We turn to our phones to dilute our insecurities, confusion, stress, discomfort, and loneliness. We convince ourselves that phones offer relaxation and escape, but in reality they leave us in a worse mood. They stifle our ability to think deeply or creatively and leave us with nothing but a despondent feeling and a craving for the next flurry of notifications. The promises of comfort and security are seductive, but nevertheless empty.

The saddest part is that we know this to be true, but still refuse to put them down. When researchers ask participants to best fit the description “I should have been doing something else,” wasting time on the Internet or watching TV are often the most popular answers. We could instead have deep, personal conversations, reach out to sick relatives, or even sit down in silence for five minutes. The problem, of course, is that these activities can be difficult. Our toys never reject us.

“Our tendency to become more intimate with our phones and computers, to experience our lives through the filter of a screen or series of flickering pixels, poses a significant threat to our humanity,” said the late MIT professor Joseph Weizenbaum. “To sacrifice self-awareness, deep thought, and literacy is to sacrifice the very qualities that separate us from machines.”

Still yet, we cling to the pathetic counter-argument that instant and limitless access to information has produced the most informed society in history. But this blind, utopian ideology is as Marshall McLuhan said, “the numb stance of the technological idiot.”

In truth, we’ve regressed to a sort of bizarre functional illiteracy. We spend, on average, ten hours per day in front of a screen that demands nothing of us. We’ve become so entranced by shows, apps, games, and social media to the point that it’s painful to process a paragraph of text, much less a book. Our tools are so individualized that they are anti-individual. An iPhone speaks to an 80-year-old and an 8-year-old in the same language. It does not “know” us. We worship its simplicity, but its simplicity makes complexity impossible to fathom.

Our phones command our attention with far greater intensity than any other activity. Observe yourself and others, oblivious to what’s right in front of us. But the biggest threat is not becoming numb to our immediate surroundings, it is becoming numb to slow, less tangible cultural transformations. The great tragedy of a technologically-sedated society is the belief that if we are happy, if we are entertained and satisfied, the rest of the world will take care of itself. We scroll and click, blind to the suffering and decay around us. We sit, with our $900 dollar pacifiers, as the planet rots, families bankrupt themselves trying to pay their children’s medical expenses, and 13 million children go to bed hungry every day in our own cities.
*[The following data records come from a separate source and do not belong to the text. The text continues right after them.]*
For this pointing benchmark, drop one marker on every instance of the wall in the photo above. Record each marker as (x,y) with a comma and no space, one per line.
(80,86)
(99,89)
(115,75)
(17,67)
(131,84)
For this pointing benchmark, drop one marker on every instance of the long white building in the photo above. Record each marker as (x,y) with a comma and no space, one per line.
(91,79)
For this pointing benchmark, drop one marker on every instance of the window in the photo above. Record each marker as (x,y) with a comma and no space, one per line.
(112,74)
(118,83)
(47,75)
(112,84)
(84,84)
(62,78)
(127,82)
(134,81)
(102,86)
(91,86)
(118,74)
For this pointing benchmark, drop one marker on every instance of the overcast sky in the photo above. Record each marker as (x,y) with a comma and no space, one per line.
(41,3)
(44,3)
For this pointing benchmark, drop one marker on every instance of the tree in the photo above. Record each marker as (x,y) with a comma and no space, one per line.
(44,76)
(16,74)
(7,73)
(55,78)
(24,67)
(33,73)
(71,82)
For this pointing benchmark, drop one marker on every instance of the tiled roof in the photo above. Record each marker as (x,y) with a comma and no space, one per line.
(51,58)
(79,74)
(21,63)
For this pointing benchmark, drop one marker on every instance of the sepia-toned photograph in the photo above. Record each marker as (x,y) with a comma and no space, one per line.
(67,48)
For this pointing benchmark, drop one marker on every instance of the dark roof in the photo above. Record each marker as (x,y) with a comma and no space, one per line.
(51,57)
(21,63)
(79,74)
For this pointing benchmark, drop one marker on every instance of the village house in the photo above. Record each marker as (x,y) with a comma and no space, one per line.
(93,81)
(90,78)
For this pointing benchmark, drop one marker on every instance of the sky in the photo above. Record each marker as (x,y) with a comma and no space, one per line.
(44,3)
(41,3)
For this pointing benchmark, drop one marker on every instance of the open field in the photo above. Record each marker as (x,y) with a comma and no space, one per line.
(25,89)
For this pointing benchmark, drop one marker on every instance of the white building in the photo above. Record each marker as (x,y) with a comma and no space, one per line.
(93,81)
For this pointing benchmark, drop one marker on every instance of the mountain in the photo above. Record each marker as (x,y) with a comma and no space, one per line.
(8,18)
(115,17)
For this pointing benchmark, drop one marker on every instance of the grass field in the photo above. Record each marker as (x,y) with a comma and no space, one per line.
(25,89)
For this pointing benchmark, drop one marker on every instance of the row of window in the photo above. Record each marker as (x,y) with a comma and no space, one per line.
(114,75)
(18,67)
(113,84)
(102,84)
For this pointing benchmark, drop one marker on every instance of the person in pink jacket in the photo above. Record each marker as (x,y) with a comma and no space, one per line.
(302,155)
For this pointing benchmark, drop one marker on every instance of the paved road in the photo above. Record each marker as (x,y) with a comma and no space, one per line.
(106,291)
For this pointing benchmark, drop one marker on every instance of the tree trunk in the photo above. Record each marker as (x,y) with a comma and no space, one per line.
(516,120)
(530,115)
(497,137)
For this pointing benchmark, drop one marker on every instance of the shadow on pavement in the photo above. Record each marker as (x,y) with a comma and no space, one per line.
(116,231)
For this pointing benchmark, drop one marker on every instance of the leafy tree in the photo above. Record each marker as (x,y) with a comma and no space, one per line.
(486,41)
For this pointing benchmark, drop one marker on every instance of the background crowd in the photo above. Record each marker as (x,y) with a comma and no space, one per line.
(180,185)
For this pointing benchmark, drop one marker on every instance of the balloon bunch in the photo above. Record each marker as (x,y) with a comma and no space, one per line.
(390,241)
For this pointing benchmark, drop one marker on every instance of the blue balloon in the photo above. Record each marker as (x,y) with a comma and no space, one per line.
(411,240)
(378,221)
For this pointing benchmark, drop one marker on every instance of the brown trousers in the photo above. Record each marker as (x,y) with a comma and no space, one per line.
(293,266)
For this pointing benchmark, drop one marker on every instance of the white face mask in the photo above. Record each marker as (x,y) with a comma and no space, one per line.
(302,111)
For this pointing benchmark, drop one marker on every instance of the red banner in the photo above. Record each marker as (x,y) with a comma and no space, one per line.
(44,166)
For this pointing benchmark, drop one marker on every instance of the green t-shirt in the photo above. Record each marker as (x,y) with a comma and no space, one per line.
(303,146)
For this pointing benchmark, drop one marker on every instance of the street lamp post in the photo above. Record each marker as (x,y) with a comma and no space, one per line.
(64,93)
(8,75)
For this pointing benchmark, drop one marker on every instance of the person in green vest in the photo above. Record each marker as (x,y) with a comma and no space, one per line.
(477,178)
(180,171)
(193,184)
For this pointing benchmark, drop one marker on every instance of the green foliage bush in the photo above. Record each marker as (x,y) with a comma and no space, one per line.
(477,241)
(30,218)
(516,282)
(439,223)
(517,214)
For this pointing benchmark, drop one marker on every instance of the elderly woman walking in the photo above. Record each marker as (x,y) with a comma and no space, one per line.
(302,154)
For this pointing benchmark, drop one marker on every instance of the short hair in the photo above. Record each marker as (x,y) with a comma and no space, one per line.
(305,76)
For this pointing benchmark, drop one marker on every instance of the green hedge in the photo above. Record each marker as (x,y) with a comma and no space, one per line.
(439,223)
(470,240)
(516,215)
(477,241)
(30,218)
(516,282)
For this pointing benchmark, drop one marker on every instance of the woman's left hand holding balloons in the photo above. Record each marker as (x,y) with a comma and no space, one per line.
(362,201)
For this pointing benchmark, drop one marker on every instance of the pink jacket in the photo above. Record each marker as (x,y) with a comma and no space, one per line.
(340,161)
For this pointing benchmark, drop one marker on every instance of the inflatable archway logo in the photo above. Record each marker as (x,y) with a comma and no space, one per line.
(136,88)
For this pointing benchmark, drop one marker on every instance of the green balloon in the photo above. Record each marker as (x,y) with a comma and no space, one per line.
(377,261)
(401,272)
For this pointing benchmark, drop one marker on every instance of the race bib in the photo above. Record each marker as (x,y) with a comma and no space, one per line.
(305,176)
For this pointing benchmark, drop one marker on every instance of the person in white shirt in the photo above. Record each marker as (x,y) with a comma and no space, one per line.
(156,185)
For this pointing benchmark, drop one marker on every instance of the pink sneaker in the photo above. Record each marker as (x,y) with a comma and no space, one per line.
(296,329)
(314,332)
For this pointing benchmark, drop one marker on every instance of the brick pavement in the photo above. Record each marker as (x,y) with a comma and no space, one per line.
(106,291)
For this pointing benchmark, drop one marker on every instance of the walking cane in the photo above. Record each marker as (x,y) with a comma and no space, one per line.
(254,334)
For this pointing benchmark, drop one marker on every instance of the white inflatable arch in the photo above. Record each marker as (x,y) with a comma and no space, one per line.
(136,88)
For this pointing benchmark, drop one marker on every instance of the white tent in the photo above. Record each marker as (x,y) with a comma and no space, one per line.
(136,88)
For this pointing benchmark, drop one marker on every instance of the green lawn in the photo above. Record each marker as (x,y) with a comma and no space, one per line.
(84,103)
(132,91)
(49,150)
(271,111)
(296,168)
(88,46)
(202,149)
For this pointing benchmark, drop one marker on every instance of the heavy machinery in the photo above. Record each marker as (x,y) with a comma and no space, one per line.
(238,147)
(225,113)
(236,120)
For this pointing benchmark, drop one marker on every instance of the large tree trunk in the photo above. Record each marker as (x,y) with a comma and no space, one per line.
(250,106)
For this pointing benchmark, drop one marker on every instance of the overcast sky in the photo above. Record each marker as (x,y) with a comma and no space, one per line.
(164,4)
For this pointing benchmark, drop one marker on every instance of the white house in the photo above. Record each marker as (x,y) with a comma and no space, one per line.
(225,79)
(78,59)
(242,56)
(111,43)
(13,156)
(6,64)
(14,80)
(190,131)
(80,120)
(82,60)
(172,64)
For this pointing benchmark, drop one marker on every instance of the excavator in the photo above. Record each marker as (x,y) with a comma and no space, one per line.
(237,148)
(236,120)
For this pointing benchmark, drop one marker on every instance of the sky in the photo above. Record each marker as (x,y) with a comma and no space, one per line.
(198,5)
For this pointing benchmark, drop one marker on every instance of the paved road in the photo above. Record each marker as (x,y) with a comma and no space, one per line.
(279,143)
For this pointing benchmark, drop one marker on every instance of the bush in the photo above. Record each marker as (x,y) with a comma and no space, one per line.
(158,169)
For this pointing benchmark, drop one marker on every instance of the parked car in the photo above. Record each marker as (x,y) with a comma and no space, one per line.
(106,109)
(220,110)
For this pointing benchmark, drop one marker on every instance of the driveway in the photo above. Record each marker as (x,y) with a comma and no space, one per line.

Such tragedies happen on time scales that defy our phone’s now-ness. They don’t change minute to minute, or even day to day. Something that happens constantly and everywhere cannot be comprehended in a 280-character tweet, a push notification, or on Fox and Friends. You need to sit down and contemplate it. The tug at our hearts from horrific images of human suffering on Facebook or the flare of resent that arises after seeing one of Donald Trump’s tweets cannot replace the capacity for self reflection that we’ve sacrificed in the name of convenience.

The more distracted we become, the less able we are to experience what makes us human: empathy and compassion. We have forgotten who we are and who we were meant to be. Our moral decision-making about other people’s social and psychological well being cannot flourish when we subsist on factoids and celebrity gossip. To be fully human requires adequate time and reflection.

We live in a state of deep ignorance where information is conflated with wisdom and entertainment supplants understanding. We are urged to choose everything at the cost of understanding nothing. But, as the Stoic philosopher Seneca noted nearly 2,000 years ago, “To be everywhere is to be nowhere.”

You don’t need your phone to understand this.